En Europe, le président français Emmanuel Macron a salué le fonctionnement des contre-pouvoirs et rappelé la nécessité de règles loyales pour l’accès aux marchés, lors de son déplacement au Salon de l’agriculture. Pour la France comme pour d’autres partenaires, l’enjeu est désormais d’éviter une escalade et de restaurer un climat de confiance commerciale.
Plusieurs pays directement concernés ont réagi avec prudence. Le Mexique a dit vouloir mesurer précisément l’impact d’une taxe mondiale de 10 % sur ses exportations vers les États-Unis, alors que le ministre de l’Économie a rappelé l’importance des accords de libre-échange qui exonèrent déjà une grande part des flux. En Afrique, la décision change peu la donne à l’échelle du continent — seuls quelques pourcents des exportations africaines sont destinés aux États-Unis — mais elle représente une bonne nouvelle pour des pays comme l’Afrique du Sud, qui avaient été lourdement frappés par des surtaxes sectorielles.
Sur le plan politique intérieur, certains responsables démocrates et leaders locaux ont exigé réparation pour les consommateurs et les entreprises pénalisés par les surtaxes. Le gouverneur de Californie a appelé l’administration à rembourser les familles et les sociétés affectées, estimant que chaque dollar perçu illégalement devait être restitué, intérêt inclus.

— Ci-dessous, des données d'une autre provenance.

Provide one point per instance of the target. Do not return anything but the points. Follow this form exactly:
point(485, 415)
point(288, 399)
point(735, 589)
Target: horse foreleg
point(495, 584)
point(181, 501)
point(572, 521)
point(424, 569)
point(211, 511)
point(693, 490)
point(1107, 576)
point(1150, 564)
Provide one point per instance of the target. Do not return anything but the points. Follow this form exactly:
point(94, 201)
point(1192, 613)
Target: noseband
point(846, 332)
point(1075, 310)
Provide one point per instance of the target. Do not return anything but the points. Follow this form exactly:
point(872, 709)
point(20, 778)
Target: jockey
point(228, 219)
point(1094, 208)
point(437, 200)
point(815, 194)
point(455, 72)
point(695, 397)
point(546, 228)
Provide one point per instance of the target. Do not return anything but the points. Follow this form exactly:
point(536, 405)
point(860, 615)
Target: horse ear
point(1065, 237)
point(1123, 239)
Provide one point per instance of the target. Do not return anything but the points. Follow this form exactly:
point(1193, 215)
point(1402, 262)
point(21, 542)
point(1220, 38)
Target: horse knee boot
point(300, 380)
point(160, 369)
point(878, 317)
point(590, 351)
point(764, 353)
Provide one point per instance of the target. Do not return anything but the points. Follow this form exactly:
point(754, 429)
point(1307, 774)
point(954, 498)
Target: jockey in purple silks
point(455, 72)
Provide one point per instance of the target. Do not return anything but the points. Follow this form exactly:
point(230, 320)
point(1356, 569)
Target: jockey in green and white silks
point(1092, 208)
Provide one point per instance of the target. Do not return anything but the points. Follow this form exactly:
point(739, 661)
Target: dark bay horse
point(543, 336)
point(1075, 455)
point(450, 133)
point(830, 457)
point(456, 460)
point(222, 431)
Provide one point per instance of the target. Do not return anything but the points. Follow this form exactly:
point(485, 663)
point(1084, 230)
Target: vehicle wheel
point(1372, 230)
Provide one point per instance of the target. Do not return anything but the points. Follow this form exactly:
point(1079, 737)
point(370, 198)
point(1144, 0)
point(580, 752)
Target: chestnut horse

Des économistes et observateurs institutionnels ont interprété la décision comme une démonstration de l’indépendance de la Cour suprême et de la vigueur des garde-fous constitutionnels. Pour certains spécialistes des relations internationales et du commerce, le verdict renforce l’idée que toute réforme durable des règles tarifaires devra passer par le législatif et par des accords négociés, plutôt que par des décrets présidentiels.
Enfin, des voix d’experts rappellent que, malgré ce revers judiciaire, l’exécutif conserve d’autres leviers et qu’il est probable que l’administration explore des mécanismes alternatifs pour maintenir une forme de protection industrielle. Le bras de fer légal et politique qui s’ouvre laisse présager une période riche en contestations et en adaptations réglementaires.